At Dachau, the explosions come closer and closer to the camps, and in early spring, the prisoners wake to find that the Nazis have fled in the night. They are unsure what to do with themselves, how they might get back to their homes, or what they would even go back to. But then, in April 1945, American soldiers arrive to liberate them, and Yanek falls to his knees, sobbing in relief that he survived the war. A soldier approaches Yanek, asks him his name, and assures him that everything is going to be all right.

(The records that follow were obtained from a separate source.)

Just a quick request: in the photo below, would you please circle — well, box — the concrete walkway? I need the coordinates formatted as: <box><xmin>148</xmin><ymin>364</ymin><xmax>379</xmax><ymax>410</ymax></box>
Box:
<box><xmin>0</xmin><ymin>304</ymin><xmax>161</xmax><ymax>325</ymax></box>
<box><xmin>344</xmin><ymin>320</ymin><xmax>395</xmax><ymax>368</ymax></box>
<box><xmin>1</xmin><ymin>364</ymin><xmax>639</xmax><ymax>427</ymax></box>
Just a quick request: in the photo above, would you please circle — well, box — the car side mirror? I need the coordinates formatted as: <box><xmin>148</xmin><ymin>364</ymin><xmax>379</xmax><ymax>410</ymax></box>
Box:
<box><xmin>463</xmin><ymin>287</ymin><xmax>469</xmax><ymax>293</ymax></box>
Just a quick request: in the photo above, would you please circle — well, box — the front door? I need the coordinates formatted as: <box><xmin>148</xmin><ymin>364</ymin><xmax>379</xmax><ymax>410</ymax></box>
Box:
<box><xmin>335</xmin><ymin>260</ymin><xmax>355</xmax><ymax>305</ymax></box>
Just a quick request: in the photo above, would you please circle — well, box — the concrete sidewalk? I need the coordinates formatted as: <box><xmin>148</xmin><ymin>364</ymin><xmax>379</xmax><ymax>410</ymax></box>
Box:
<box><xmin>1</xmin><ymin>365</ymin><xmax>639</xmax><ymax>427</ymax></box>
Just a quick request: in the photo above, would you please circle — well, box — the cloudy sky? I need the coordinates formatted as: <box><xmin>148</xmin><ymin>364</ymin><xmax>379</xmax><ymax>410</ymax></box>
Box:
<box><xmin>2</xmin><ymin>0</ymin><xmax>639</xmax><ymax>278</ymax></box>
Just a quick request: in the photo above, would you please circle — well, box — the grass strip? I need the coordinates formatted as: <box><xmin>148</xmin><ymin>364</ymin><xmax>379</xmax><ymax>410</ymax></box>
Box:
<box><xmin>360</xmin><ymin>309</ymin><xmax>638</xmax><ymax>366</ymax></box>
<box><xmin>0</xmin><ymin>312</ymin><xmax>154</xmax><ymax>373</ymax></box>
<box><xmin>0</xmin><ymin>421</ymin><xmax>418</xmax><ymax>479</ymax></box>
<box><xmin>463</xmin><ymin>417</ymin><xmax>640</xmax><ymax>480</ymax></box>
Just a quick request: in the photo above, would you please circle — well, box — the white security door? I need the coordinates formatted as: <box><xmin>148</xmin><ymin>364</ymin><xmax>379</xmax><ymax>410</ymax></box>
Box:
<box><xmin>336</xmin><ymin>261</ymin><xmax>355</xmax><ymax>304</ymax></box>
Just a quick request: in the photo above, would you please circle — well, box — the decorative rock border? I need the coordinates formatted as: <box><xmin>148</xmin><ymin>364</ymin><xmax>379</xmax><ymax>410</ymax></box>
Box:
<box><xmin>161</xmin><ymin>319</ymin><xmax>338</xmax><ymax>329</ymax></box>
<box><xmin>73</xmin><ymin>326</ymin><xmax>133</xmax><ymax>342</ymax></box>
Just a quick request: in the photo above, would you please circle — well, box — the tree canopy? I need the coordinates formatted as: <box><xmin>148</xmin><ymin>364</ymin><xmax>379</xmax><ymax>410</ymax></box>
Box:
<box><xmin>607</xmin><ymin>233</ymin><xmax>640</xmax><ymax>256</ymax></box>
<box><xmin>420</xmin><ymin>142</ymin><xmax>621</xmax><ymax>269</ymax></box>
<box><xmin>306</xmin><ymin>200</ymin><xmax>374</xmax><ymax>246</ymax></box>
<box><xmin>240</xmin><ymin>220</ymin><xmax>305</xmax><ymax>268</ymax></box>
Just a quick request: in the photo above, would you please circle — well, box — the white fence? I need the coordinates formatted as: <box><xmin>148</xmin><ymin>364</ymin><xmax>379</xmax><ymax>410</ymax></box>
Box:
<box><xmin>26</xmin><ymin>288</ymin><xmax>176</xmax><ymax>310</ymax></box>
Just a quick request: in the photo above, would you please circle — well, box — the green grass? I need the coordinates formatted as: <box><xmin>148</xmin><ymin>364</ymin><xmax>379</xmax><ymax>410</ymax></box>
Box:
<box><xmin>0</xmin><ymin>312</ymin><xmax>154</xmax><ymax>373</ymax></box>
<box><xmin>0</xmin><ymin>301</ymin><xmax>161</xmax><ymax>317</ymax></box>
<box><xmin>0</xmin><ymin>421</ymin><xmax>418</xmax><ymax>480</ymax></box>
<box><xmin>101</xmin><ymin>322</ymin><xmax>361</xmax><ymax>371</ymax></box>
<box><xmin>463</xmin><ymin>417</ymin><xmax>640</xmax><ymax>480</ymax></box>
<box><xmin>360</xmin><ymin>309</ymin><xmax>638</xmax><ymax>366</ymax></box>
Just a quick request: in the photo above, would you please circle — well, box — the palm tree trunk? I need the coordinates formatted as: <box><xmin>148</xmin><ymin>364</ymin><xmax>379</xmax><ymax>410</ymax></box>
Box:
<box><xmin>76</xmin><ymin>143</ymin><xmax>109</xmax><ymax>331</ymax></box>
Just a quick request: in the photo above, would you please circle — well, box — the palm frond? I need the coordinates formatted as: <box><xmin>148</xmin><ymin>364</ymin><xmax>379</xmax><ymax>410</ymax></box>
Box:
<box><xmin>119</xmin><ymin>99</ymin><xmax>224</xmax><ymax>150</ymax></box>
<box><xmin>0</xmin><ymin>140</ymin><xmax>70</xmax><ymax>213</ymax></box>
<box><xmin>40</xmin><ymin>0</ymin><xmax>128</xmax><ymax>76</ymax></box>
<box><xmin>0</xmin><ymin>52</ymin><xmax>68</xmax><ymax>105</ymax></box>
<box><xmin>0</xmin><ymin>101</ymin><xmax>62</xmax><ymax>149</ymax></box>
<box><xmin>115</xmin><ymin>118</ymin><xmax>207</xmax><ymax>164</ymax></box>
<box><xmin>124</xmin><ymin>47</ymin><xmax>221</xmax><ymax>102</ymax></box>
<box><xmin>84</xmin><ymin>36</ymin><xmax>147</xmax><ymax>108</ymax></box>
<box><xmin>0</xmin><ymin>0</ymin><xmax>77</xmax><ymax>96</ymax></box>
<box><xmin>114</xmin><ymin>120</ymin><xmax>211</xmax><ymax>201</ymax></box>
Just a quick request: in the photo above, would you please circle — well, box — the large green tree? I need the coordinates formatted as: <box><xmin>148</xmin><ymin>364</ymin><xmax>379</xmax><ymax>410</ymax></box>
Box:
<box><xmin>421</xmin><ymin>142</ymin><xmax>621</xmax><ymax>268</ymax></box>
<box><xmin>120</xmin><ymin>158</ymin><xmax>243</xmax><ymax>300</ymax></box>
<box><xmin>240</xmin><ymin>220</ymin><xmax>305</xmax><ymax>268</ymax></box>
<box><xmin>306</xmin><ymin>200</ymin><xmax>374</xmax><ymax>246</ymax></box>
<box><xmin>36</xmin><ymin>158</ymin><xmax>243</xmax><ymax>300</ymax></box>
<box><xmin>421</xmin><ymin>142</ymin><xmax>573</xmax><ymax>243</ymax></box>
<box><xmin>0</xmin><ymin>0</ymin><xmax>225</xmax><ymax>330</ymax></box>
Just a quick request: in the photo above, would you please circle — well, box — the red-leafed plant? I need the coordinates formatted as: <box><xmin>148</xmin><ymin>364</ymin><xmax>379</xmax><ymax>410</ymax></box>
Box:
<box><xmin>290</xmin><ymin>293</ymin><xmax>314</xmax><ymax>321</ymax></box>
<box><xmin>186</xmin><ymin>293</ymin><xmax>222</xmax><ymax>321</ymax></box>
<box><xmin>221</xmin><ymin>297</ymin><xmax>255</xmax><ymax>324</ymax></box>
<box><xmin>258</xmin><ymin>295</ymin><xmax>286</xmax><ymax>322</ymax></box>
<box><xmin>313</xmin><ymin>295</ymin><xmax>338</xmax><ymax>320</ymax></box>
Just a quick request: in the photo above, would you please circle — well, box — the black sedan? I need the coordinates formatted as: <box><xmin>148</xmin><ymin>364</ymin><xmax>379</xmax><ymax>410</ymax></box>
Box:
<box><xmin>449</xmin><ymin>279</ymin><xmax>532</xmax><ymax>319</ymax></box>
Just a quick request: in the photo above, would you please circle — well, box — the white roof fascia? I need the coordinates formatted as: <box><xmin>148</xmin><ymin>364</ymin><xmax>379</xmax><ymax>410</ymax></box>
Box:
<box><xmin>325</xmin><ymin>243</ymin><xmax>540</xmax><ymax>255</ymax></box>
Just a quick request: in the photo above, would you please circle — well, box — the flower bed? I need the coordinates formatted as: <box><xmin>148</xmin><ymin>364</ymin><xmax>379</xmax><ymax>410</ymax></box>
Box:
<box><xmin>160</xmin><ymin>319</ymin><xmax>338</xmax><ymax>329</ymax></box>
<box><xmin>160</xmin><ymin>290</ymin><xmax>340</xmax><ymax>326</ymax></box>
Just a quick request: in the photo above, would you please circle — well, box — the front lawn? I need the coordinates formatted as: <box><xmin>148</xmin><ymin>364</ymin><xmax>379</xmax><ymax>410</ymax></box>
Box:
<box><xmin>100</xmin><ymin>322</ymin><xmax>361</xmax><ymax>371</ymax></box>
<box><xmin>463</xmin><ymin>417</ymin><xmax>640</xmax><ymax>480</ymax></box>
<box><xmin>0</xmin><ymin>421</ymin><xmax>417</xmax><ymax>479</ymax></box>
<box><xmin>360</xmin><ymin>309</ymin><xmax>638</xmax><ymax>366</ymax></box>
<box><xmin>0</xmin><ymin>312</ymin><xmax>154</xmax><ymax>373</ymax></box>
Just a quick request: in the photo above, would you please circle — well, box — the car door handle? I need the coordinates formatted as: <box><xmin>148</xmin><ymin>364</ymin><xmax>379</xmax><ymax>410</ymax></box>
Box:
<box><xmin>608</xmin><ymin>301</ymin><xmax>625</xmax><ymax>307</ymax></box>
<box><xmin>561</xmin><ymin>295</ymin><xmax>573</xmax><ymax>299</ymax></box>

The liberated prisoners are taken away from Dachau and housed temporarily in Munich. Yanek is amazed when the American soldiers give him a bunk to himself, sheets, a pillow, a cup, a washcloth, and especially a toothbrush. That night at dinner, another survivor cries as they all sit down to eat their meal. Yanek thinks that even though they are relieved to be free, there is an immense amount of sadness in remembering those that they had lost. However, Yanek soon discovers that his cousin Youzek also survived. Youzek suggests that Yanek apply to a new program in America that’s helping Jewish orphans immigrate. After three years, Yanek’s papers finally come through. As Yanek boards the train that will take him to a ship bound for the U.S., he thinks about his family. He knows he will always remember them, but that starting over in America will allow him to live his life again.